Les autorités hongroises ont accueilli favorablement les observations du Groupe de travail sur les moyens de veiller à ce que ces réformes se traduisent par une mise en œuvre plus efficace de la Convention.
Le Groupe de travail de l’OCDE sur la corruption, composé de 44 pays, a adopté ce rapport le 27 juin 2019, y compris les recommandations adressées à la Hongrie figurant aux pages 53 à 56. Conformément aux procédures habituelles, la Hongrie sera invitée à présenter, dans un délai de deux ans (juin 2021), un rapport écrit au Groupe de travail détaillant les mesures prises pour mettre en œuvre ces recommandations.
En outre, la Hongrie soumettra dans un délai d’un an un rapport écrit portant spécifiquement sur les recommandations relatives à la détection et à l’enquête des faits de corruption d’agents publics étrangers ainsi qu’au recours à la responsabilité des personnes morales pour ce type d’infractions.

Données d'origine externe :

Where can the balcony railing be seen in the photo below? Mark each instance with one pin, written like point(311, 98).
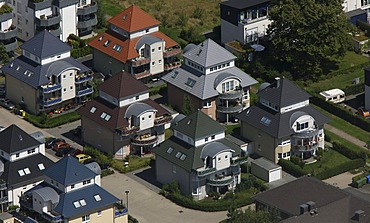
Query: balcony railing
point(162, 120)
point(144, 140)
point(220, 182)
point(228, 110)
point(170, 53)
point(51, 102)
point(51, 88)
point(205, 172)
point(83, 79)
point(88, 9)
point(140, 61)
point(85, 92)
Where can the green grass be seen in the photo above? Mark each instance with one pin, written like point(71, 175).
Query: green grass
point(346, 126)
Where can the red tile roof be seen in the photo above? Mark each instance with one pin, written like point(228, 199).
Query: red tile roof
point(122, 85)
point(133, 19)
point(128, 51)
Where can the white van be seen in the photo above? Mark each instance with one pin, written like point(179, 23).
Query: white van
point(334, 95)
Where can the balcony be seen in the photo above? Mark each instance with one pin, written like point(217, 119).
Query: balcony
point(230, 95)
point(140, 61)
point(46, 21)
point(51, 102)
point(162, 120)
point(171, 66)
point(144, 140)
point(221, 181)
point(88, 9)
point(171, 52)
point(9, 33)
point(93, 21)
point(205, 172)
point(84, 92)
point(230, 110)
point(83, 79)
point(51, 88)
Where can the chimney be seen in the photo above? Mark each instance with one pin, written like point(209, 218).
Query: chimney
point(303, 208)
point(359, 215)
point(277, 79)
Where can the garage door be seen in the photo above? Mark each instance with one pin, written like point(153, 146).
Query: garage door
point(275, 175)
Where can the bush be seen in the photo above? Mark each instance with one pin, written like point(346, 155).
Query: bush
point(292, 168)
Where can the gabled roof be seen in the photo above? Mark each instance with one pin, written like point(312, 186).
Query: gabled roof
point(45, 44)
point(69, 171)
point(128, 50)
point(279, 125)
point(122, 85)
point(198, 125)
point(209, 53)
point(17, 175)
point(133, 19)
point(90, 195)
point(204, 86)
point(13, 139)
point(282, 92)
point(35, 74)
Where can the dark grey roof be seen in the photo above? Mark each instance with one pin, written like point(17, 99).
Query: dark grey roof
point(147, 39)
point(136, 109)
point(192, 154)
point(283, 92)
point(242, 4)
point(204, 84)
point(279, 125)
point(45, 44)
point(66, 206)
point(35, 74)
point(69, 171)
point(209, 53)
point(13, 177)
point(198, 125)
point(13, 139)
point(48, 194)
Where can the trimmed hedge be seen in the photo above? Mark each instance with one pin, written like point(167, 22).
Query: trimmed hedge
point(292, 168)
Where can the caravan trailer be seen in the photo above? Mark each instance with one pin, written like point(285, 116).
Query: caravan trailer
point(334, 95)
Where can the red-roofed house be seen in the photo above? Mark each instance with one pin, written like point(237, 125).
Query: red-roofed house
point(133, 43)
point(123, 120)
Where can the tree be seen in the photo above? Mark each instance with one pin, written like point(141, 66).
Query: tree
point(187, 105)
point(311, 35)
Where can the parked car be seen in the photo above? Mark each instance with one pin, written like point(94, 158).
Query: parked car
point(6, 103)
point(51, 141)
point(82, 157)
point(65, 151)
point(59, 145)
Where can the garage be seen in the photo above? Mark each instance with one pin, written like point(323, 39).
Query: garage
point(266, 170)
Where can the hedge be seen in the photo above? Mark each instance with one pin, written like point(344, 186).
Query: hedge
point(350, 153)
point(341, 168)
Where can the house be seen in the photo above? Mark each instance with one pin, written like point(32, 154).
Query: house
point(8, 31)
point(21, 164)
point(133, 43)
point(244, 21)
point(211, 80)
point(199, 157)
point(59, 17)
point(71, 192)
point(123, 120)
point(283, 124)
point(325, 204)
point(45, 77)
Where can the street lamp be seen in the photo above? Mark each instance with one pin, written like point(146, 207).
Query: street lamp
point(127, 198)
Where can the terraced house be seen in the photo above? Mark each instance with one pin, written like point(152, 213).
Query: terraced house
point(133, 43)
point(199, 157)
point(45, 77)
point(59, 17)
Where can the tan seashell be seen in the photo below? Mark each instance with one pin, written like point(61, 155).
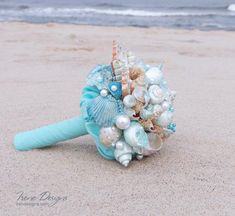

Ce rapport s’inscrit dans le cadre de la quatrième phase de suivi de la mise en œuvre de la Convention sur la lutte contre la corruption d’agents publics étrangers dans les transactions commerciales internationales et des instruments connexes, lancée par le Groupe de travail de l’OCDE sur la corruption en 2016.
La phase 4 examine les défis particuliers auxquels le pays évalué est confronté ainsi que ses réalisations positives. Elle étudie également des questions telles que la détection des infractions, l’application des lois, la responsabilité des personnes morales, la coopération internationale ainsi que les questions demeurées en suspens lors des évaluations précédentes du Groupe de travail.